Al Shabaab Claims Death Of Six Christians In Kenya Attack
Islamist militant group al-Shabaab claimed the deaths of six Christians in an attack on a residential compound in northeast Kenya on Thursday.
"We are behind the Mandera attack in which we killed six Christians," Sheikh Abdiasis Abu Musab, al Shabaab's military operations spokesman, told Reuters.
He added that the group had also hit a police vehicle with a roadside bomb.
According to local reports, heavily armed gunmen broke into the residential area around 2.45am on Thursday morning, and began firing randomly.
Mandera on the Somali border has often been targeted by al Shabaab, which says it will continue its campaign of attacks in Kenya until the Kenyan government withdraws its troops from Somalia where they are part of an African force.

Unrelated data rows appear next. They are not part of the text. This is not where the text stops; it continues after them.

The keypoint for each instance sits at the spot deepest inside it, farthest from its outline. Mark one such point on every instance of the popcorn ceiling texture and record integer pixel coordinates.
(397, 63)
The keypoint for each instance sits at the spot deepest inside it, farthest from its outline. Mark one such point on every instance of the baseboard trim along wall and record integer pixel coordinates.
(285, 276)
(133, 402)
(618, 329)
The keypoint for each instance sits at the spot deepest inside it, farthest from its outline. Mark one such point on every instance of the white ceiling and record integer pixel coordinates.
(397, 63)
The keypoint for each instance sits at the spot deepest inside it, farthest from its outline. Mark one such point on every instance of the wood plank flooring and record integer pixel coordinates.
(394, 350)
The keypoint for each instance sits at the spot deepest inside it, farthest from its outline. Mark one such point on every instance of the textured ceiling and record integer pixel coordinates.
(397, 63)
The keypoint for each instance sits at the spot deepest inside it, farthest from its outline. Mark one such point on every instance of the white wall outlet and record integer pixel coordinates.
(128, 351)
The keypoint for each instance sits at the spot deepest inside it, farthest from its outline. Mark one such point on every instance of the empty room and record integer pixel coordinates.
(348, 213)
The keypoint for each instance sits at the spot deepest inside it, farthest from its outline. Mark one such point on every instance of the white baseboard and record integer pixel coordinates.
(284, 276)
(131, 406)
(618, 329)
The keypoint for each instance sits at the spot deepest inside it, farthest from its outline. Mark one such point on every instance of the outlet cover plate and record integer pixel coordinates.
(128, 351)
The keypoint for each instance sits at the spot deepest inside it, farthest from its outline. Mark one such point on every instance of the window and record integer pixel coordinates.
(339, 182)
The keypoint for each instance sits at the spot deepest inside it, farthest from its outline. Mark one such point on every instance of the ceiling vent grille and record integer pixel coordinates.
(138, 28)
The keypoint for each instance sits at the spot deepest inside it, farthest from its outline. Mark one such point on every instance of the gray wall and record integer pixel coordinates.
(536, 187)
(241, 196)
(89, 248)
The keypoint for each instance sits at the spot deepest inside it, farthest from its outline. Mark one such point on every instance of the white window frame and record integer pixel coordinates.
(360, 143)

"We have suffered another sad attack," the governor of Mandera county, Ali Roba, wrote on Twitter, saying six people had been confirmed dead.

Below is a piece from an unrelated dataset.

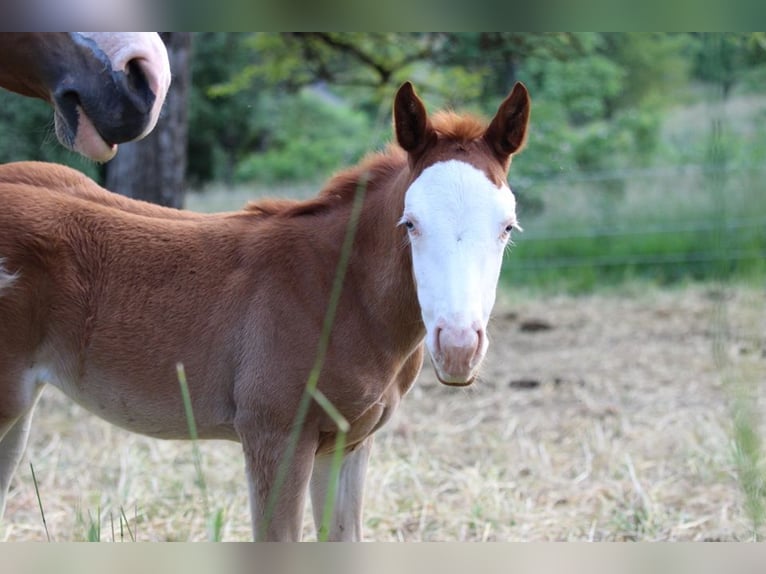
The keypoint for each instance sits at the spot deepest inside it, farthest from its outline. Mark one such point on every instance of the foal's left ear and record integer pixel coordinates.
(507, 133)
(413, 131)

"If not for the quick response by our security forces, we would be talking of many more casualties now," Roba told Reuters by telephone. "From the nature and style of the attack, it will obviously be al Shabaab."
He told Kenyan newspaper Daily Nation: "Six lives are too many to lose. We condemn the attack which comes at a time when locals had started enjoying peace."
Repeated in attacks in Kenya by al Shabaab have killed hundreds of people in the past three years or so and hammered the country's vital tourism industry.
The assaults have often been in the northeast, near the long and porous border with Somalia, but the group has also struck coastal areas popular with tourists and the capital Nairobi, where al Shabaab gunman attacked Westgate shopping mall in 2013.
In April last year, more than 150 people, mostly students, died when al Shabaab militants attacked Garissa University in north-eastern Kenya. Survivors spoke of merciless executions by the attackers, who stalked classrooms and dormitories hunting for non-Muslim students.
Witnesses reported that gunmen singled out Christians for point-blank executions during a 13-hour killing spree. Some survivors were forced to pretend they were dead by covering themselves in blood.